Por Carlos Duclos
Ya no se queja triste el bandoneón, ya no rezonga el fuelle, ni hay soplo de vida en él. Las manos que lo animaban han muerto hace años, como murió esa Patria que lo vio nacer en el Abasto, que lo vio crecer y deslumbrar por las calles de aquella argentina pujante, esperanzada, luego impiadosamente conculcada, humillada, herida mortalmente. Hace pocos días se cumplió un nuevo aniversario de la muerte de Aníbal Troilo, el maestro del tango y del bandoneón, genio y hacedor de genios, como el caso paradigmático y proverbial de Astor Piazzolla. Pocos, casi nadie, se acordó de “Pichuco” el martes pasado, porque esta nueva Argentina, herida, mediocre y dividida, no tiene tiempo para aquellas cosas que alguna vez le dieron vida y esplendor. Algunos, claro, a esa nación no la conocen, porque no la vivieron, no se la contaron, o se la contaron mal.

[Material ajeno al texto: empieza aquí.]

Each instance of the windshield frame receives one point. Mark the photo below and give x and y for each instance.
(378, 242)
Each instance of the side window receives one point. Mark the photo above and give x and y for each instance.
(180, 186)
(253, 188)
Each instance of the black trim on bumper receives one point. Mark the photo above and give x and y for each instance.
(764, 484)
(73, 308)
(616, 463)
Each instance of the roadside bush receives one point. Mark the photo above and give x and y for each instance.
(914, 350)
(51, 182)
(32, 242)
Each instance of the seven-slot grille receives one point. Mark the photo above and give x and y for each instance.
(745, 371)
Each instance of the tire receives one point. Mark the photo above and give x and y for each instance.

Con el último suspiro de Pichuco, comenzó a producirse el último estertor de aquella Patria que quería ser más, pero no la dejaron. Ya sé que es un sacrilegio mezclar el justo homenaje a un genio con la burda política que se ha cultivado con singular éxito en este país exánime, pero no es esa la intención de esta columna, sino la de recordar a un genio y en él a una generación que hizo del arte, de la educación, de la cultura, del orden, del respeto por valores fundamentales y del progreso, un culto. Pero, como dice el tango: “todo eso ha muerto ya lo sé”.
Aquellas cosas que flameaban antaño como valores innegociables, le fueron arrancados al pueblo, con perspicaces y habilidosos artilugios, por inescrupulosos de uno y otro signo. A este pueblo hace tiempo triturado como pan viejo, le mintieron, haciéndole creer que lo bueno era lo malo, que lo malo era aceptable. Y así aquella Nación que, aun con sus caídas y pecados (que los tuvo, claro), quería alcanzar la gloria, vino a andar en el fango de la perdición. La única verdad es la realidad ¿no?

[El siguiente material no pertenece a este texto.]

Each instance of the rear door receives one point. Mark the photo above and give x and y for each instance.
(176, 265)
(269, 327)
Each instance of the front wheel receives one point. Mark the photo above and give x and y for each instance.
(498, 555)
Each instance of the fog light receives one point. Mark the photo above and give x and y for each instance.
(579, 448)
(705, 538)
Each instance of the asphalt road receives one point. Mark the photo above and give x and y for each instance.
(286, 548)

“Nostalgia de los años que han pasado (…) amargura del sueño que murió”. Hace unos momentos atrás, alguien dijo una verdad tan triste como incontrastable: “nosotros (los de esa generación de Pichuco, de Borges, de Favaloro, de tantos grandes argentinos) ya hemos vivido, pudimos, pero pienso en nuestros hijos, en nuestros nietos” ¡Tan cierto, tan doloroso!

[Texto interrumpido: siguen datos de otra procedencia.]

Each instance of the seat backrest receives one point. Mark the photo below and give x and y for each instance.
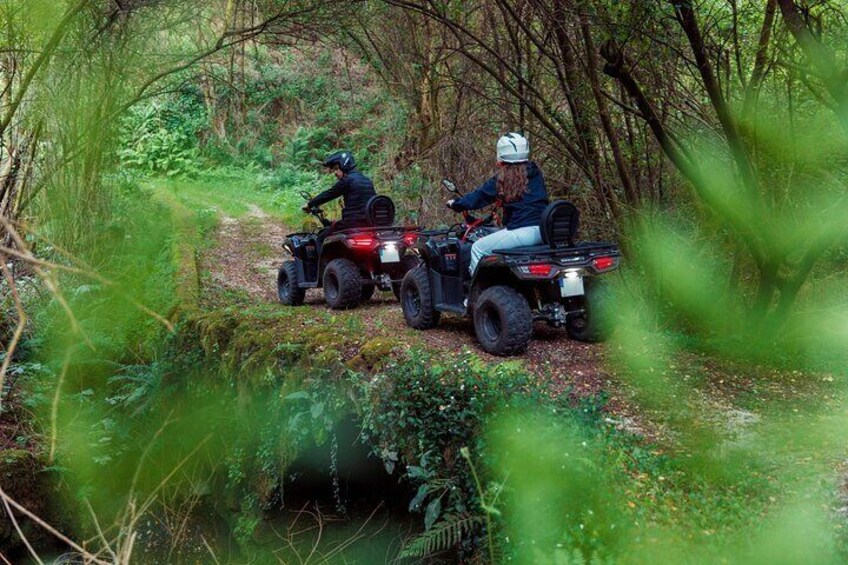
(559, 224)
(381, 211)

Nadie vio esta realidad que hoy nos apabulla como el gran Ernesto Sábato, un talento justo, imparcial como todo genio, quien antes de morir plasmó aquello que veía en su libro La Resistencia: “…hoy los hombres tienden a cohesionarse masivamente para adecuarse a la creciente y absoluta funcionalidad que el sistema requiere hora a hora. Pero entre la vida de las grandes ciudades, que lo sobrepasan como un tornado a las arenas de un desierto, y la costumbre de mirar televisión, donde uno acepta pase lo que pase, y no se cree responsable, la libertad está en peligro. Tan grave como lo que dijo Jünger: «Si los lobos contagian a la masa, un mal día el rebaño se convierte en horda». Ni más ni menos.
Y como es cierto lo que dijo Ernesto Sábato que “resignarse es una cobardía, es el sentimiento que justifica el abandono de aquello por lo cual vale la pena luchar, es, de alguna manera, una indignidad”, podemos escuchar Sur con nostalgia, como homenaje a Pichuco, conmemorando de algún modo a esa Argentina que se fue, pero también con la esperanza de que resurja de entre las cenizas y con el compromiso de obrar para que ello suceda.